Cognizant of this “trending” development, the Cooking Channel has come up with the new “vetting” show, “Million Dollar Critic,” with Times of London food and restaurant reviewer Giles Coren doing the food-tasting honors.
Is a rave review really worth a million bucks for a dining place that’s been given top marks by a traveling taster like Coren?
Conversely, does a stinking-bad review cost a dissed restaurant mucho, molto money in lost revenue and cancelled reservations?
Veterans of the resto roundelay and rigmarole say—definitely yes. In fact, some up the ante to $1.2 million, plus or minus, depending on whether Cohen’s conclusion is a rave or raspberry.

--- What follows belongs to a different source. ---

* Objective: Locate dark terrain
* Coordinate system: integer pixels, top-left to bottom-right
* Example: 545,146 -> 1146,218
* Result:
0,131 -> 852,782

The telecast of “Million Dollar Critic” we viewed recently had Cohen flying off to Ottawa in Canada, where he spent the whole day and night sampling the gustatory offerings at five establishments, each unique in look, cuisine specialization and target markets from each other. What a hardworking guy—and his stomach must be exceptionally sturdy, too!
The first restaurant specialized in Asian noodle dishes, offering unexpected warmth, comfort and meditative respite from the madding business throng in the Canadian metro.
Coren appreciated the freshness of the ingredients, but gave minus points to a follow-up dish that featured a less than perfectly fresh fish.
Early in the show, Coren served testy notice that the dining places he would be visiting had to be on their tippy-toes to earn his winning rave review!
Other restos won and lost points on a number of vetting factors, so it was pretty much touch-and-go as far as what his final decision would be.
Among the establishments that failed to measure up to the food critic’s high standards was a rather greasy place that also served up the most creative dishes in town.
But, it still failed to make the winning grade because Coren was turned off by the two resident chefs’ penchant for tippling and guzzling and getting roaring drunk while they were whipping up their culinary masterpieces.
Other no-nos that were cited in the course of the show included resto owners and chefs who “hovered” over the critic as he chewed away, distracting him from the tasty task at hand.
Let your food speak for itself, he urged—a word to the wise for other chefs and managers who try too hard to make a great impression.
As for the winning restaurant, it turned out to be a soup place that had a bevy of very warm, cheerful and beautiful women running the place—and the soups and tartar steaks they served were pretty yummy, too!